1.
Sifting through my notes, journal entries hastily scribbled on pieces of paper and stuffed in my bag to be re-examined later. Business cards from shops and places I’ve eaten. Brochures. Receipts. Maps. Itineraries and tickets. Trying to trace my way back, trying to build a narrative. Where I’ve been, what I did, who I was with.
2.
S. slept for twenty-one hours after we arrived. We’re both exhausted like we’ve never been. I wonder if she feels the loss keenly now, or if the hours back home are filled with family, and finding your place again in the scheme of things.
3.
I listen to my father talk about what’s happened while I was gone. The world revolving still. I am trying to be here.
only the crossing counts
C.D. WrightIt’s not how we leave one’s life. How go off
the air. You never know do you. You think you’re ready
for anything; then it happens, and you’re not. You’re really
not. The genesis of an ending, nothing
but a feeling, a slow movement, the dusting
of furniture with a remnant of the revenant’s shirt.

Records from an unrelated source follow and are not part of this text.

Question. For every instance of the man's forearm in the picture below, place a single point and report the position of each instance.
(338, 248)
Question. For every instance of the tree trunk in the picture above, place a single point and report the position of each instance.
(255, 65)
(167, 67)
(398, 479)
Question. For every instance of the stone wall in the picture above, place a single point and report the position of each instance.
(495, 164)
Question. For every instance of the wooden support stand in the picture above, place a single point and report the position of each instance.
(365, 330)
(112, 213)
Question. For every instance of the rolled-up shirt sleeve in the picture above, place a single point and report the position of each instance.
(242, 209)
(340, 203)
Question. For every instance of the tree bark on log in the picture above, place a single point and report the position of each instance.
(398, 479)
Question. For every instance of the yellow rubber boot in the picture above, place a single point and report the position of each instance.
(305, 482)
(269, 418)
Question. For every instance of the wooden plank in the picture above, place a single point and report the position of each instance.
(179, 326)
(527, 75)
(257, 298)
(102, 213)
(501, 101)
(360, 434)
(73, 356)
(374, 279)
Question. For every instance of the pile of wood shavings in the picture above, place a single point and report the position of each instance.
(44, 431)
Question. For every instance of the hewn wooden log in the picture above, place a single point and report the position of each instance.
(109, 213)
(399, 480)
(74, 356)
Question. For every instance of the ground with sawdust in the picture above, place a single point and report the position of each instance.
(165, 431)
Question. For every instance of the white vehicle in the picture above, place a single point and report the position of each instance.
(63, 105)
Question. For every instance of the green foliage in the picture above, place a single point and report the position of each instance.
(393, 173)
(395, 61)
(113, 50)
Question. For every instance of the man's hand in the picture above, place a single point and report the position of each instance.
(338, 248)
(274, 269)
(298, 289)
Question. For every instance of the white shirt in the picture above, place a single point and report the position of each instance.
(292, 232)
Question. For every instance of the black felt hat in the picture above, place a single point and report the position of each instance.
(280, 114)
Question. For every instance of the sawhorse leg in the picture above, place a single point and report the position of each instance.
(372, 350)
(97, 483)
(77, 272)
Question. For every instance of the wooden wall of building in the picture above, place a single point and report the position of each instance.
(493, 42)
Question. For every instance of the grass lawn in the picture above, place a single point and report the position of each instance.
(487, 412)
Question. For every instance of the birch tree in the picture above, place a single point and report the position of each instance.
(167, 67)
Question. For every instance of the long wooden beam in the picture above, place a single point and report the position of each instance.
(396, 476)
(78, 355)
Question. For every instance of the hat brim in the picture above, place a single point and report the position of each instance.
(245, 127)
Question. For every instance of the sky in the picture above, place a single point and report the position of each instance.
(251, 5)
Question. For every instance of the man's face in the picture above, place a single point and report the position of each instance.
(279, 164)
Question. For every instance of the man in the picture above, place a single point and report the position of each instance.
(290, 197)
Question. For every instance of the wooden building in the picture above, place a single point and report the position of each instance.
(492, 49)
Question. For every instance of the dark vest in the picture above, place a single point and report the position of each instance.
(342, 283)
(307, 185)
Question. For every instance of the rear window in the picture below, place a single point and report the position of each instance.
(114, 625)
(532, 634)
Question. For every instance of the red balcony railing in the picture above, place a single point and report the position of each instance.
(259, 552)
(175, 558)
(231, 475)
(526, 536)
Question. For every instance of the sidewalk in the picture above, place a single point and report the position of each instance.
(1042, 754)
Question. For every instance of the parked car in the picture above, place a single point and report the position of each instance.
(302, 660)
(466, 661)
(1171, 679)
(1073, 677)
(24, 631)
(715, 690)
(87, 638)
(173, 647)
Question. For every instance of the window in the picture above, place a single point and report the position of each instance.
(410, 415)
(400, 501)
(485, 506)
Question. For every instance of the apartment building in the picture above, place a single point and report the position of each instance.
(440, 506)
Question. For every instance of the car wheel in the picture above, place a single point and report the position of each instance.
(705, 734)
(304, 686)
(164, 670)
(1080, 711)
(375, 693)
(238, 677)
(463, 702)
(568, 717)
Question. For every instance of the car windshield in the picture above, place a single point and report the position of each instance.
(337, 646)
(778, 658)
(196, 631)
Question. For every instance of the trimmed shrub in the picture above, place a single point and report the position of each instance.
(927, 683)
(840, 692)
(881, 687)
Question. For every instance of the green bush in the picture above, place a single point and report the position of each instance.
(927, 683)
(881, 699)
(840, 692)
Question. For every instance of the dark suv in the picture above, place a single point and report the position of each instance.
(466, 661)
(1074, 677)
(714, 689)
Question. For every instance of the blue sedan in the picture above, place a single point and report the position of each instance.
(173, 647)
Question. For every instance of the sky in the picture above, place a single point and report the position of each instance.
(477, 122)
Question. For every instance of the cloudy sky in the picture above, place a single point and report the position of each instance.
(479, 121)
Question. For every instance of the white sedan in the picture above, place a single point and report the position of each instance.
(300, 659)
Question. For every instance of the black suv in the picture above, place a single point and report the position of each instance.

Seeing the candles sink in their sockets; we turn
away, yet the music never quits. The fire kisses our face.
O phthsis, o lotharian dead eye, no longer
will you gaze on the baize of the billiard table. No more
shooting butter dishes out of the sky. Scattering light.
Between snatches of poetry and penitence you left
the brumal wood of men and women. Snow drove
the butterflies home. You must know
how it goes, known all along what to expect,
sooner or later…the faded cadence of anonymity.